Penalti Hanya Untuk Pemberani

11 Juli 2014   02:48 Diperbarui: 7 September 2016   12:30 200 0

Ketika awal-awal menggemari sepak bola, saya senang sekali jika pertandingan sepak bola diselesaikan melalui adu penalti. Seru, menegangkan, jantung rasanya mau copot.

Barangkali semifinal Piala Eropa 1992, antara Belanda vs Denmark, merupakan saat pertama kali, saya merasakan tegangnya proses adu penalti di pertandingan yang sangat penting. Waktu itu Belanda sangat diunggulkan, ternyata ditahan imbang 2-2 oleh tim dinamit, hingga harus dilaksanakan adu penalti. Striker utama Belanda, sekaligus pesepakbola terbaik dunia, Marco van Basten, harus menjadi pesakitan. Tendangan ‘angsa putih” dapat diblok oleh kiper Denmark, Peter Schmeichel. Denmark ke final dan menjadi Juara Eropa setelah mengalahkan Jerman.

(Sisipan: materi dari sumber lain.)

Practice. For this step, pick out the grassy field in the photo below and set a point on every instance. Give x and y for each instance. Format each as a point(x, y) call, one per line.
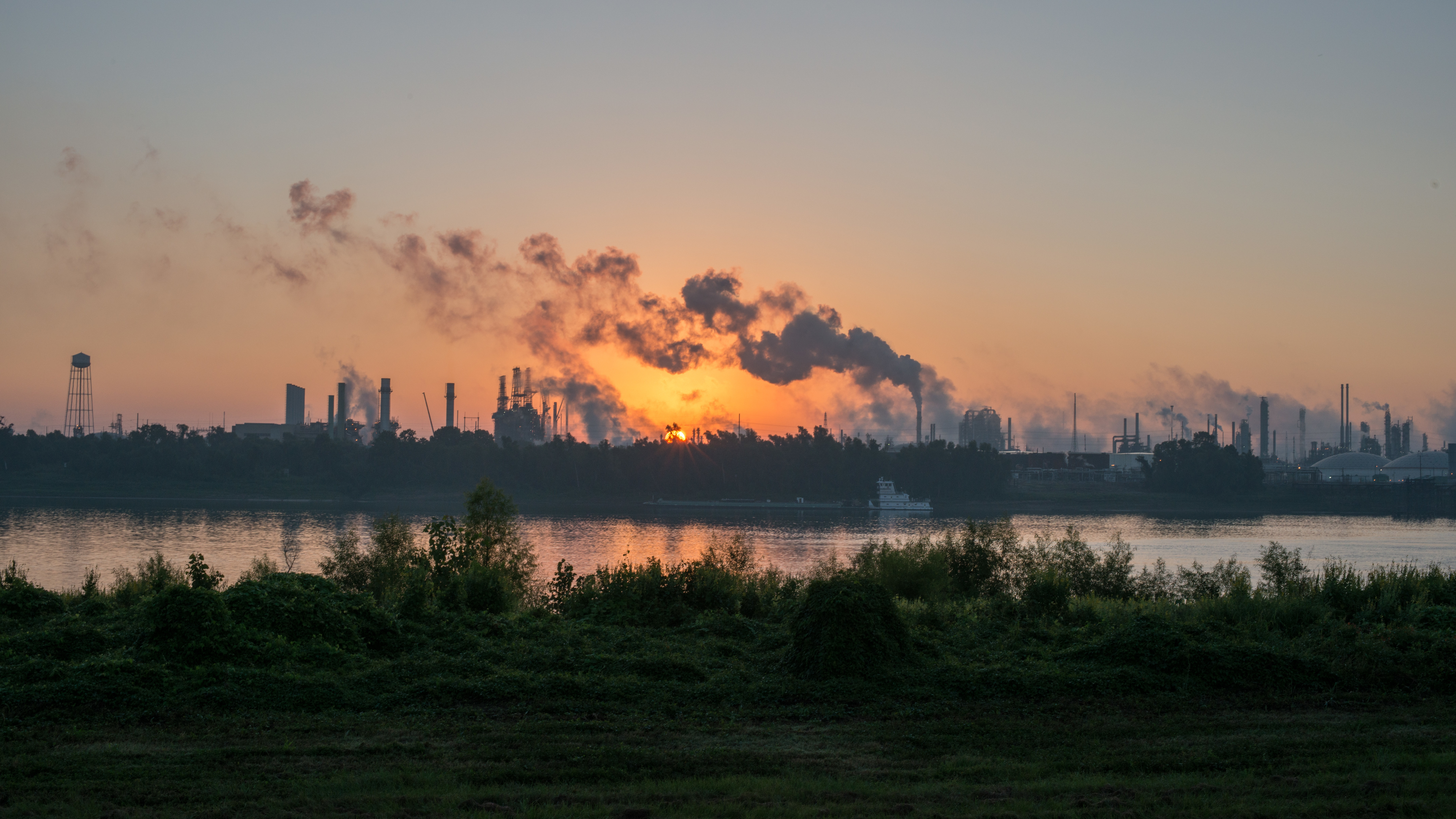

Momen ini yang meyakinkan saya, bahwa Peter Schmeichel adalah kiper terbaik di dunia. Biarpun kiper-kiper sebelum dan sesudah era Schmeichel juga dianggap terhebat, seperti Dino Zoff, Lev Yashin, Gordon Strachan, Gianluigi Buffon, Iker Cassilas, Manuel Neuer, dan sebagainya. Bagi saya, tak ada setangguh Schmeichel di bawah gawang. Titik.

Sejak saat itu saya juga mengingat hampir setiap turnamen akbar seperti Piala Dunia dan Piala Eropa, pasti ada pertandingan fase gugur, pemenangnya ditentukan melalui adu penalti. Ada beberapa masih membekas. Pertama, final Piala Dunia 1994 antara Brasil dan Italia yang dimenangkan Brasil, karena tiga algojo Italia gagal menceploskan bola, termasuk bintang utama, Roberto Baggio.

Adu penalti semifinal Piala Eropa 1996, antara Inggris melawan Jerman, juga masih terkenang. Inggris yang tampil apik sepanjang turnamen, berstatus tuan rumah, akhirnya tumbang karena Gareth Southgate, gagal menaklukkan Andreas Kopke, kiper Jerman. Airmata Southgate jatuh di stadion Wembley mengingatkan air mata Paul Gascoingne, di Turin 1990, di hadapan musuh yang sama.

Semifinal Euro 2000 saat tuan rumah Belanda tumbang atas Italia melalui adu penalti, juga yang paling tragis di benak saya. Bayangkan, Belanda harusnya bisa memenangkan pertandingan tanpa adu penalti, karena di waktu normal, Oranye punya dua hadiah penalti dan puluhan kans, namun semuanya tak mau masuk ke gawang Francesco Toldo, kiper Italia. Saat adu penalti, tiga pemain Belanda pun gagal dari titik penalti, sedangkan pemain Italia, Francesco Totti melakukan sepakan penalti berkelas, mencip bola ke tengah gawang mengecoh kiper Van der Sar.

****

Satu hal, banyak yang bilang kalah adu penalti ibarat kalah lotre, tidak mendapat keberuntungan pada hari tersebut. Apes, sial, naas, celaka, atau apapun istilahnya.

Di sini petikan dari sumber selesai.